- The European Data Protection Board hat die finalen Leitlinien zu Responsible and Processors published.
- The datenschutzrechtlichen Rollen sind an legal entities und nicht an einzelnen Abteilungen gebunden.
- A Hostingdienstleister ist nicht verantwortlich für Daten, die der Kunde verwendet.
- For joint responsibility ist die Mitbestimmung über Purposes and Medium entscheidend.
- The EDSA empfiehlt, Auditverträge separat vom Hauptvertrag zu dokumentieren.
The European Data Protection Board EDSA has published the final version of the guidelines on the concepts of controller and processor (“Guidelines 07/2020 on the concepts of controller and processor in the GDPR, Version 2.0″, July 7, 2021). A deltaview of the final vs. draft version is here available.
The deviations from the draft are limited; in other cases, EDSA has usually made more extensive changes in a final version.

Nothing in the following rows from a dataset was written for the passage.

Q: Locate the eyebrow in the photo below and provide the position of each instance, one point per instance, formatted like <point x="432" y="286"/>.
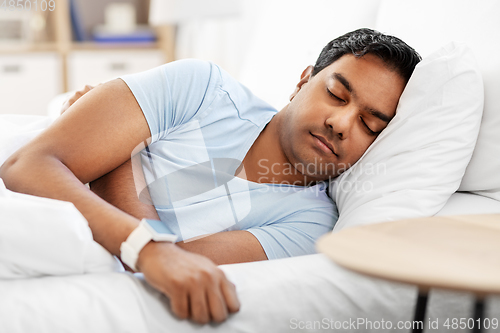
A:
<point x="380" y="115"/>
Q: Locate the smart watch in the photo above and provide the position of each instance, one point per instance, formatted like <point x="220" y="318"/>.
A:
<point x="148" y="230"/>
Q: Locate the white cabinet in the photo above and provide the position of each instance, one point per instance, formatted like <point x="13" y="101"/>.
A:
<point x="93" y="67"/>
<point x="28" y="81"/>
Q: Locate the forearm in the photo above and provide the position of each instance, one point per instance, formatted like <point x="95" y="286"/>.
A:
<point x="52" y="179"/>
<point x="118" y="188"/>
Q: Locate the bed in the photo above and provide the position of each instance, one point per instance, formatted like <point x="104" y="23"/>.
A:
<point x="85" y="290"/>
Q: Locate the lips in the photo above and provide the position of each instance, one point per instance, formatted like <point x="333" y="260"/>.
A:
<point x="324" y="144"/>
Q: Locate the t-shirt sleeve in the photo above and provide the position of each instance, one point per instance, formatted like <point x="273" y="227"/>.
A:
<point x="172" y="94"/>
<point x="296" y="234"/>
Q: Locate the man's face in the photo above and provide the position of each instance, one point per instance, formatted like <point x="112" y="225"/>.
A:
<point x="343" y="107"/>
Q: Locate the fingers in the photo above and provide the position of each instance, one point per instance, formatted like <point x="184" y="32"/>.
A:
<point x="198" y="304"/>
<point x="180" y="304"/>
<point x="217" y="304"/>
<point x="230" y="296"/>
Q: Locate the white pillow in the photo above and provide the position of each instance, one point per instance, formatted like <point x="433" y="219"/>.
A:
<point x="40" y="236"/>
<point x="434" y="23"/>
<point x="418" y="161"/>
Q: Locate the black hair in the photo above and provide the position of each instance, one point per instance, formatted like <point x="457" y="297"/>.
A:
<point x="395" y="53"/>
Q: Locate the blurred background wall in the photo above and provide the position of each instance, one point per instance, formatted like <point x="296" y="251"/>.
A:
<point x="266" y="44"/>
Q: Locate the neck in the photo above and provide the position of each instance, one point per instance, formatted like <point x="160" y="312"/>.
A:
<point x="266" y="161"/>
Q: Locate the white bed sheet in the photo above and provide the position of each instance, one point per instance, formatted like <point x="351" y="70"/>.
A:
<point x="276" y="296"/>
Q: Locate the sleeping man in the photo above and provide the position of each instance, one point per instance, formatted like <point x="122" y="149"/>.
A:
<point x="213" y="157"/>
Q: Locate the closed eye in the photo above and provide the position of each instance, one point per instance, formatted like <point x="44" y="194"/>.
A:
<point x="334" y="96"/>
<point x="368" y="128"/>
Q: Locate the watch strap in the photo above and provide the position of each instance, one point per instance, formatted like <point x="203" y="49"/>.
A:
<point x="130" y="249"/>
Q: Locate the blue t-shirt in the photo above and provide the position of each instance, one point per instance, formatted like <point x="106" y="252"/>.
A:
<point x="203" y="122"/>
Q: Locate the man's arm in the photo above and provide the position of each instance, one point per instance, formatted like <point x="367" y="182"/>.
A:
<point x="117" y="188"/>
<point x="95" y="136"/>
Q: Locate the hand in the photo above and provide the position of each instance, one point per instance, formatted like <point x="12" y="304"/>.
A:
<point x="75" y="97"/>
<point x="197" y="288"/>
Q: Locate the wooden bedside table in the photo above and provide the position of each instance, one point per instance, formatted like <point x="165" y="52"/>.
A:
<point x="460" y="253"/>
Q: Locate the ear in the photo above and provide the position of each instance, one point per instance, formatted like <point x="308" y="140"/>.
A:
<point x="306" y="75"/>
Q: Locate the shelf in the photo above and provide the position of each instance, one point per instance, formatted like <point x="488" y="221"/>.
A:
<point x="93" y="46"/>
<point x="8" y="48"/>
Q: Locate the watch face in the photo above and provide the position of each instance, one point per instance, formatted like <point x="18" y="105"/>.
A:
<point x="159" y="227"/>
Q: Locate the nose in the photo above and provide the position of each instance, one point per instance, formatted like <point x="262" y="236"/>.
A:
<point x="341" y="121"/>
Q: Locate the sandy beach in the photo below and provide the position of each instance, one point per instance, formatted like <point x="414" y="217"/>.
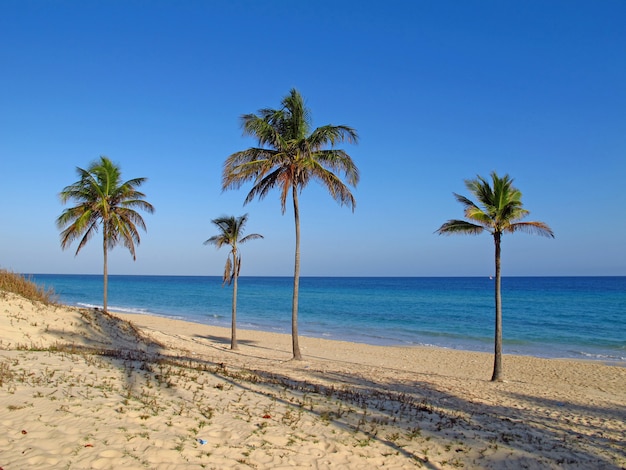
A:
<point x="84" y="390"/>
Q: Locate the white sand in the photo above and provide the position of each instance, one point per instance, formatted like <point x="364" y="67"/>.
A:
<point x="169" y="394"/>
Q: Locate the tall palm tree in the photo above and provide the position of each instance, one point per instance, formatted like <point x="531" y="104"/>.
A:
<point x="499" y="210"/>
<point x="231" y="231"/>
<point x="102" y="199"/>
<point x="289" y="156"/>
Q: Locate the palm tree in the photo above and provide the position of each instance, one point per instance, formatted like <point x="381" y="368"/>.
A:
<point x="499" y="210"/>
<point x="231" y="230"/>
<point x="289" y="156"/>
<point x="103" y="200"/>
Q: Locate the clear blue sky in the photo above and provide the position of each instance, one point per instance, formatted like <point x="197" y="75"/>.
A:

Some are only Clarifications, e.g.
- that the roles under data protection law are linked to the legal entities and not to individual departments, even if they act with a high degree of autonomy;
- that a telecommunication service provider is not responsible for content data of the transmitted c0mmunication (this is only the sender);
- that a hosting service provider is not a responsible party even if it designs the service independently of the customer and unilaterally dictates the terms of the contract, because it is still the customer who decides how the service is used;
- that the essential means that only the controller can decide on are those means that are closely related to the purpose and extent because they are “closely linked” “to the question of whether the processing is lawful, necessary and proportionate”;
- that a market research company that autonomously obtains and analyzes personal data and only provides anonymous statistics to its clients without the client having any say in which personal data is processed and how, is the sole controller.
On the question of how granular to assess processing operations in role assignment, EDSA attempts to provide clarity with a new paragraph without gaining much:
“In practice, the processing of personal data involving several actors may be divided into several smaller processing operations for which each actor could be considered to determine the purpose and means individually. On the other hand, a sequence or set of processing operations involving several actors may also take place for the same purpose(s), in which case it is possible that the processing involves one or more joint controllers. In other words, it is possible that at “micro-level” the different processing operations of the chain appear as disconnected, as each of them may have a different purpose. However, it is necessary to double check whether at “macro-level” these processing operations should not be considered as a “set of operations” pursuing a joint purpose using jointly defined means.“
At the shared responsibility the EDSA specifies that the mutual benefit of both parties from a processing can only be an indication of joint responsibility and cannot be decisive in itself. However, the EDSA does not redefine the concept of joint responsibility. The following passage also remains unchanged, according to which co-determination only over the purposes or only over the essential means of a processing is not sufficient for a joint responsibility:
The overarching criterion for joint controllership to exist is the joint participation of two or more entities in the determination of the purposes and means of a processing. More specifically, joint participation needs to include the determination of purposes on the one hand and the determination of means on the other hand. If each of these elements are determined by all entities concerned, they should be considered as joint controllers of the processing at issue.
At the Job processing also contains little that is new. However, the EDSA now recommends that, for documentation reasons, a processing agreement as part of a more extensive agreement (service agreement, SLA, etc.) should not be integrated directly into the latter, but should be structured separately, e.g. as a separate annex.
Interesting, however, are the additions to the Audit right of the responsible person, a particularly frequently negotiated point at ADV:
- Here, the EDSA states that although the Processor may propose an auditor, it is the Controller who ultimately decides on the person of the auditor. If an audit is carried out by a body proposed by the Processor (e.g. as a regular self-audit), the Controller would have to be able to dispute the result. As a result, the EDSA probably requires that the controller must have the right to appoint his own auditor or to initiate his own audit, at least as an escalation level.
- Furthermore, the final decision on the type of audit must lie with the person responsible (e.g., whether remote or on-site). This is also likely to stand in the way of a rule that an audit can only be carried out once a year, for example, without exception.
- The EDSA also explicitly addresses the allocation of audit costs. This is a question that is not regulated by the GDPR and can be negotiated as a commercial issue. Only prohibitive costs that undermine the right to audit would be inadmissible.